Many readers of The Guardian probably did notice a profound shift from reliance on professional journalists to to blogging provided free by academics. Accessing a link to The Guardian provided by a Google Search or Twitter, readers are given no indication that they will be reading a blog.
A blog post last year by Alastair Taylor identified the dilemma –
Media outlets, such as the Guardian Science Blogs, can present the science direct (and without paying for it) from the experts themselves. Blogging also opens up the potential for the democratisation of science through online debates, and challenges established hierarchies through open access and public peer review. At the same time, can scientists themselves offer the needed reflection on their research that an investigative journalist might do?
In the case of these authors appearing in The Guardian, apparently not.
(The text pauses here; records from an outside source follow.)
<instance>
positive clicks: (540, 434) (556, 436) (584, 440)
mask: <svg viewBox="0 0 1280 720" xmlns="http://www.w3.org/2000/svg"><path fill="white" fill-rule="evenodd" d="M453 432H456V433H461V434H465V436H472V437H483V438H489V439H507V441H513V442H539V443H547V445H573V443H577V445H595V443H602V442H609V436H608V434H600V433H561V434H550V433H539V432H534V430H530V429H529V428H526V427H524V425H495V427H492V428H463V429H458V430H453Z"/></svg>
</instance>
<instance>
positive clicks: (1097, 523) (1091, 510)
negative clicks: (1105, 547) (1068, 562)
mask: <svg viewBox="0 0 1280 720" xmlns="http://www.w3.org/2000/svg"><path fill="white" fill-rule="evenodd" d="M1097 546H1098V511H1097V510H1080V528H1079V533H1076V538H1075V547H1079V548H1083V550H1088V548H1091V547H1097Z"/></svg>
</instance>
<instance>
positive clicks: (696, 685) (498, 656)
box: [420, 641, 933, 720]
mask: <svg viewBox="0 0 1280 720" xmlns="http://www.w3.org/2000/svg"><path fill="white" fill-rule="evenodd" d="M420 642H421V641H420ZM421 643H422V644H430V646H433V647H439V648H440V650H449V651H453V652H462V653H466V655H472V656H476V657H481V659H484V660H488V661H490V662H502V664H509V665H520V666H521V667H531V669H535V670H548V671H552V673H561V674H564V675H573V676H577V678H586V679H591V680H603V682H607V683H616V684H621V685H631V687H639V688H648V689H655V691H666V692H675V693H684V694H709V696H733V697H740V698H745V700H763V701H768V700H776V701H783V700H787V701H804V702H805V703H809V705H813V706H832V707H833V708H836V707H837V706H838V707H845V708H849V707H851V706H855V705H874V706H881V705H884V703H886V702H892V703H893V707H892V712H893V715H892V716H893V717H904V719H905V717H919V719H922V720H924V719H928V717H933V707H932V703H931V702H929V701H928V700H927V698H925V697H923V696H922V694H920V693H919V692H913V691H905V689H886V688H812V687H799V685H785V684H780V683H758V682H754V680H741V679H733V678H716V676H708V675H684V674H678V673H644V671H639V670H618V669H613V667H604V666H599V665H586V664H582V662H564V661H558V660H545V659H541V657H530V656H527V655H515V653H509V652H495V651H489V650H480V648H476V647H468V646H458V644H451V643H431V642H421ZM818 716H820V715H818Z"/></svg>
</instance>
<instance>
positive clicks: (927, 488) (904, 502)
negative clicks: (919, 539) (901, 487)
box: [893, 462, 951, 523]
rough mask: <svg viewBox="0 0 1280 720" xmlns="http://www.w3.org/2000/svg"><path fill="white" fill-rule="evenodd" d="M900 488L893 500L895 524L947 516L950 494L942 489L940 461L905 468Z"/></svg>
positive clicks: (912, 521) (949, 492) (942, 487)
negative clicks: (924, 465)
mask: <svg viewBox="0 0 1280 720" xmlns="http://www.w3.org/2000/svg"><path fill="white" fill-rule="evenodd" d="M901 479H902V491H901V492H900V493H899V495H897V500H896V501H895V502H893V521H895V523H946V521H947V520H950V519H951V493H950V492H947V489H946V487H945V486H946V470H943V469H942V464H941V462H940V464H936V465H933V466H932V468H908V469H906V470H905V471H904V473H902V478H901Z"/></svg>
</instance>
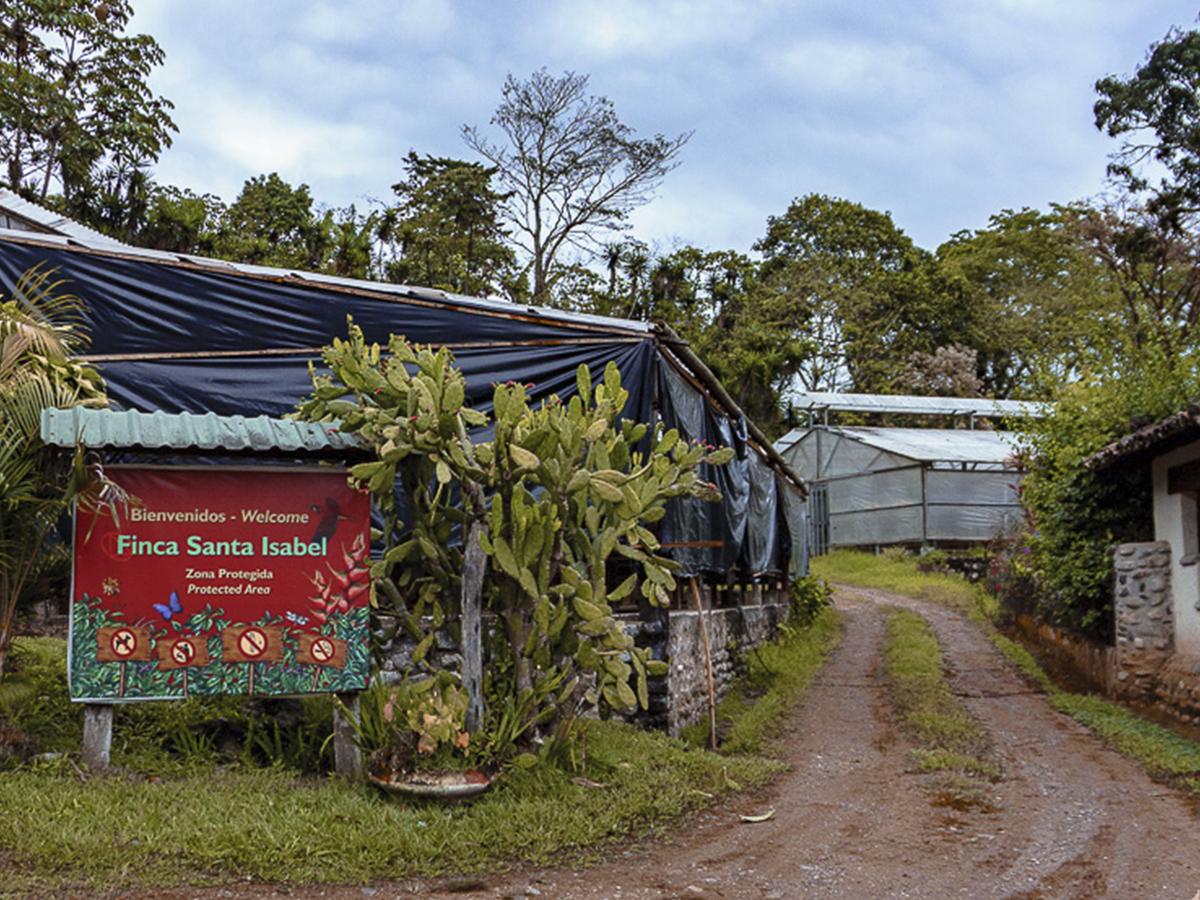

The new system has obvious strengths. I look forward to reading regular blog posts by academic sources who have proved trustworthy such as Suzi Gage, Chris Chambers, or many others. They have earned my trust sufficiently for me to recommend them. But unfortunately, appearing in The Guardian no longer necessarily indicates that stories are scientificially accurate and helpful to consumers. We must suspend our trust in The Guardian and be skeptical when encountering stories there about mental health.
I sincerely hope that this situation changes.
*The authors of the PLOS One article cite a Nature article for this point, which states
More intelligent children demonstrate a particularly plastic cortex, with an initial accelerated and prolonged phase of cortical increase, which yields to equally vigorous cortical thinning by early adolescence. This study indicates that the neuroanatomical expression of intelligence in children is dynamic [bolding added].